Thats great feedback - thank you! I would then assume most people would end up using open source models as they tend to be cheaper with faster inference
I can save you a bit of market research and tell you that’s unfortunately not the case yet in the market today. There are a few reasons for it - the main one in my opinion being that it’s hard to measure the value vs cost of switching to an open LLM, so it’s generally perceived as same/lower value, higher cost (not in terms of inference, but in terms of overhead). What is considered however are cost saving options around the foundational models: going for the mini models, prompt caching, batch inference etc. Some tooling in that area might be interesting.
We've actually found the opposite -- Every client project has been based on GPT4 or Gemini, with one exception for a highly sensitive use case based on Llama3.1.

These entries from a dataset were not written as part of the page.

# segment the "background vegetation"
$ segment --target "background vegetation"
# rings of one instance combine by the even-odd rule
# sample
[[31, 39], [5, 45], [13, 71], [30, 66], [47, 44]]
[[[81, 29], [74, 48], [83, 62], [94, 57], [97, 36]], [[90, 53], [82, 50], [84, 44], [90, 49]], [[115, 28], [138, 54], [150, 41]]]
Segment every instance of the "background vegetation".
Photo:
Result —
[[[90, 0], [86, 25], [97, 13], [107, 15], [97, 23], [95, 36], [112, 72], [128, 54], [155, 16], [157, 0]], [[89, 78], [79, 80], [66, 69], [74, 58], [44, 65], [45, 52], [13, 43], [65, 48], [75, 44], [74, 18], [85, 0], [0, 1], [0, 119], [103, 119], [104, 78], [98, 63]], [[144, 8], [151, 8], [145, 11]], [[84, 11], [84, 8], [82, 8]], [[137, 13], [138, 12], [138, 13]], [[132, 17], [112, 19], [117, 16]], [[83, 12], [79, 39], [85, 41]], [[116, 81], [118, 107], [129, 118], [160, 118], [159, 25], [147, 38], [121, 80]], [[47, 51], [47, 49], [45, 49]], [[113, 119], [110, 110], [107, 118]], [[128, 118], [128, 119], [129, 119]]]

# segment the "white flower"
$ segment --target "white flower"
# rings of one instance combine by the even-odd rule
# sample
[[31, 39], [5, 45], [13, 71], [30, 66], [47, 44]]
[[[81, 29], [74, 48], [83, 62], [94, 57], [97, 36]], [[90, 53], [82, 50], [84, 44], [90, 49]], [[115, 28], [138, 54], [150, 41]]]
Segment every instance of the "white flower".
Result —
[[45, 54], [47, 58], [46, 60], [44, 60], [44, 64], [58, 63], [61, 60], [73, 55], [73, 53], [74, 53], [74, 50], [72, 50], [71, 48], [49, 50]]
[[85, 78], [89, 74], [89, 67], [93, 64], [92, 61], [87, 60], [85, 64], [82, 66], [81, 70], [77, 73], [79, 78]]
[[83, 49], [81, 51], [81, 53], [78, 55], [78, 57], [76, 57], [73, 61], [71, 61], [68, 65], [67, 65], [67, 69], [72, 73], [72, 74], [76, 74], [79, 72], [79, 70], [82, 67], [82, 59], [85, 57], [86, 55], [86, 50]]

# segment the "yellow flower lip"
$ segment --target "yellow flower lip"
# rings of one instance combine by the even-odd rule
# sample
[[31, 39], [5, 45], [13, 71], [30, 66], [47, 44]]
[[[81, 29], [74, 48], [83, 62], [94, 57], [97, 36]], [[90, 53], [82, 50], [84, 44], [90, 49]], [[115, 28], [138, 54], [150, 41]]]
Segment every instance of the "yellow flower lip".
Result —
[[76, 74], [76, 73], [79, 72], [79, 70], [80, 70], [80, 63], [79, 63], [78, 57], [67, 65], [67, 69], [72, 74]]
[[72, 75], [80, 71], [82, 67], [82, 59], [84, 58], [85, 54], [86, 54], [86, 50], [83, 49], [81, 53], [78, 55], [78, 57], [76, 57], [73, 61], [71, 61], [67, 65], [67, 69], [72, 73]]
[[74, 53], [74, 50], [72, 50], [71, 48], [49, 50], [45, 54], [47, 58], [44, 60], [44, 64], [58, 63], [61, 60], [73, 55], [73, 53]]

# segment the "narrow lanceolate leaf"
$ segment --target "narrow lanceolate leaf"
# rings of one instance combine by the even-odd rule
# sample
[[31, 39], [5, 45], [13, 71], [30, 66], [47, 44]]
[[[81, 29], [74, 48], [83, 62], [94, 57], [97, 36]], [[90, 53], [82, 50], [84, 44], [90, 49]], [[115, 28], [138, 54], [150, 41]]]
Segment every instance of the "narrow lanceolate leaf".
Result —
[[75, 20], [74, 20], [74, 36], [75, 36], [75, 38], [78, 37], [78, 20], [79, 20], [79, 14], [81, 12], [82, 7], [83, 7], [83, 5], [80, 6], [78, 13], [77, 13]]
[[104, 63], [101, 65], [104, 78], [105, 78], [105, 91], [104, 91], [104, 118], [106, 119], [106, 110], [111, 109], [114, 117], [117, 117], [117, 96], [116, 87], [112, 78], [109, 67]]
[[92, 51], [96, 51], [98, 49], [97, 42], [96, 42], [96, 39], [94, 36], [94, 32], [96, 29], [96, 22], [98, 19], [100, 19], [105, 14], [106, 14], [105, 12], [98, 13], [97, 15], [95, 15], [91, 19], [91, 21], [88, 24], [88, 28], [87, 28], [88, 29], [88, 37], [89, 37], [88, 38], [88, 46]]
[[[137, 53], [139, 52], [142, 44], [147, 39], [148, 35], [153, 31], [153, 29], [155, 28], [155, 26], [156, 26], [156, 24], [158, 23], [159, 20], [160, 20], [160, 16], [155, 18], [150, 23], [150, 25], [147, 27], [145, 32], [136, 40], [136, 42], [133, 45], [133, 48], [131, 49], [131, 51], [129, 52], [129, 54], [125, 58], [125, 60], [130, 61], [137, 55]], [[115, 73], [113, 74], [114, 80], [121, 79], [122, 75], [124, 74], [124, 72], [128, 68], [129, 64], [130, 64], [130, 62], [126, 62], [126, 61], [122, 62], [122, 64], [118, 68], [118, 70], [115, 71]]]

The main reason is that the APIs represent an excellent cost / performance / complexity tradeoff.
Every project has relied primarily on the big models because the small models just aren't as capable in a business context.
We have found that Gpt4o is very fast, when that's necessary (often it's not), and it's also very cheap (gpt4o batch is ~96% cheaper than the original GPT4). And where cost is a concern and reasoning doesn't need to be as good as possible, gpt4o mini has been excellent too.
There are already many prompt/LLM routers available.
We've never found value in them, for similar reasons as mentioned above.